Scaling data-driven robotics with reward sketching and batch reinforcement learning
This work addresses the challenge of training robots for diverse real-world tasks where direct reward signals are unavailable, though it appears to be an incremental combination of existing techniques (reward learning and batch RL).
The authors tackled the problem of scaling data-driven robotics to multiple real-world manipulation tasks by developing a framework that learns reward functions from human annotations and uses batch reinforcement learning on large datasets of recorded robot experience. They demonstrated successful performance on three challenging object manipulation tasks including stacking rigid objects and handling cloth.

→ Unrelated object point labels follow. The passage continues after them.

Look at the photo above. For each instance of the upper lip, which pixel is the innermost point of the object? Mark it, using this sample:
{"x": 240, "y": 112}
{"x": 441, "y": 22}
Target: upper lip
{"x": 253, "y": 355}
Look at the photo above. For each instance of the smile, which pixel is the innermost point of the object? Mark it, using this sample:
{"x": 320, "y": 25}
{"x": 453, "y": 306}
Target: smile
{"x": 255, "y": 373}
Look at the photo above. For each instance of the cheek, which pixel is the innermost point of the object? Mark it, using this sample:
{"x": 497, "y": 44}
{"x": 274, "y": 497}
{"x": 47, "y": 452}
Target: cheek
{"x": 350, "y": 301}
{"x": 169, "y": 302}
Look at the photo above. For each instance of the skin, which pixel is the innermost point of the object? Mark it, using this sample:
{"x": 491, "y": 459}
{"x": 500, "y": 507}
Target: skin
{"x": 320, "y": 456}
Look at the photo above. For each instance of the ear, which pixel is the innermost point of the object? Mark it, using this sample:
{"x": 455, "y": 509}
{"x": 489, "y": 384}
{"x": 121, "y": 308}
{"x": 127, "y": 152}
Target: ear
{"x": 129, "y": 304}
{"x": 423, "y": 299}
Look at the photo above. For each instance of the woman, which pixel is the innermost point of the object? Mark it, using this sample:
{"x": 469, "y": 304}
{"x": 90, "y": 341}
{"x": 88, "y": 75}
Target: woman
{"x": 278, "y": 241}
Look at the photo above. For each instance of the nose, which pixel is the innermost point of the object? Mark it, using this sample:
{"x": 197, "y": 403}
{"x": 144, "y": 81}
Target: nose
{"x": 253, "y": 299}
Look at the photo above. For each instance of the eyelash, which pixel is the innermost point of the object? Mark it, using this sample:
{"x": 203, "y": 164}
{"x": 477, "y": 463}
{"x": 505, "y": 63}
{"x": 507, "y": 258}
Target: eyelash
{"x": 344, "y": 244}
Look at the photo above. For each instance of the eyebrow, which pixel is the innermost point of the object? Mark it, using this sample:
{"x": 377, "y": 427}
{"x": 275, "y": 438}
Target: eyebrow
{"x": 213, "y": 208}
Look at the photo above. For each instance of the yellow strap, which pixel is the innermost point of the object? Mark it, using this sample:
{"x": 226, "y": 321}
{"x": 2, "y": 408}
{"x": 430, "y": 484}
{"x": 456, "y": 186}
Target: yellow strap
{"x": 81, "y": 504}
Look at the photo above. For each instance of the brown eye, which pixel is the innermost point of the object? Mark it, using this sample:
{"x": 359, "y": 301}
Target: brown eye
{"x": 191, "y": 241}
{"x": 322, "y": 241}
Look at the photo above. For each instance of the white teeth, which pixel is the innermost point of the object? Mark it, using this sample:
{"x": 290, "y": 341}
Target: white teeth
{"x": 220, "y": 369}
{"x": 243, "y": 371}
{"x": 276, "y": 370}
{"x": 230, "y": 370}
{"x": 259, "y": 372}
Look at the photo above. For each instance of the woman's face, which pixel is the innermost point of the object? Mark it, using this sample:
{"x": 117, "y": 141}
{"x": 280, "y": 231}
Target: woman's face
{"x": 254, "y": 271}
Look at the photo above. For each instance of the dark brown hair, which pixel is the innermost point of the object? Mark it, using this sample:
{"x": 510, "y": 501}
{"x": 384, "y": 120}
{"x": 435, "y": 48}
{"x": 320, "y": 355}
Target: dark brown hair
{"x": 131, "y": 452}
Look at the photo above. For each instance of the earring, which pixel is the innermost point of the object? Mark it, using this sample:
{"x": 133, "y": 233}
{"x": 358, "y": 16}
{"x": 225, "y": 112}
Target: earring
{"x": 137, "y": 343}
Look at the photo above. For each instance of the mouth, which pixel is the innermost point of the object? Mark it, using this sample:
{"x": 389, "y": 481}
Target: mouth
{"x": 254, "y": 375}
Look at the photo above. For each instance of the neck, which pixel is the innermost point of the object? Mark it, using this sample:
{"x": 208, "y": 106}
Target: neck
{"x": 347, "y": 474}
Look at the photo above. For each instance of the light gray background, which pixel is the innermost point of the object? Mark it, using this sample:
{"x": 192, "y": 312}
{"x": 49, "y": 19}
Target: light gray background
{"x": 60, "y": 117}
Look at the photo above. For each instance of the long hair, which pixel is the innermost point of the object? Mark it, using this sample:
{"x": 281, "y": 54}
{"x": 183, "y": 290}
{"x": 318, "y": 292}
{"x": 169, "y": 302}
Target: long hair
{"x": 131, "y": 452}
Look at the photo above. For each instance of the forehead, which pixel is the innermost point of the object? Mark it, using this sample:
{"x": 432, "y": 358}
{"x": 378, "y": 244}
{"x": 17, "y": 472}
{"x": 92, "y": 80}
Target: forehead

We present a framework for data-driven robotics that makes use of a large dataset of recorded robot experience and scales to several tasks using learned reward functions. We show how to apply this framework to accomplish three different object manipulation tasks on a real robot platform. Given demonstrations of a task together with task-agnostic recorded experience, we use a special form of human annotation as supervision to learn a reward function, which enables us to deal with real-world tasks where the reward signal cannot be acquired directly. Learned rewards are used in combination with a large dataset of experience from different tasks to learn a robot policy offline using batch RL. We show that using our approach it is possible to train agents to perform a variety of challenging manipulation tasks including stacking rigid objects and handling cloth.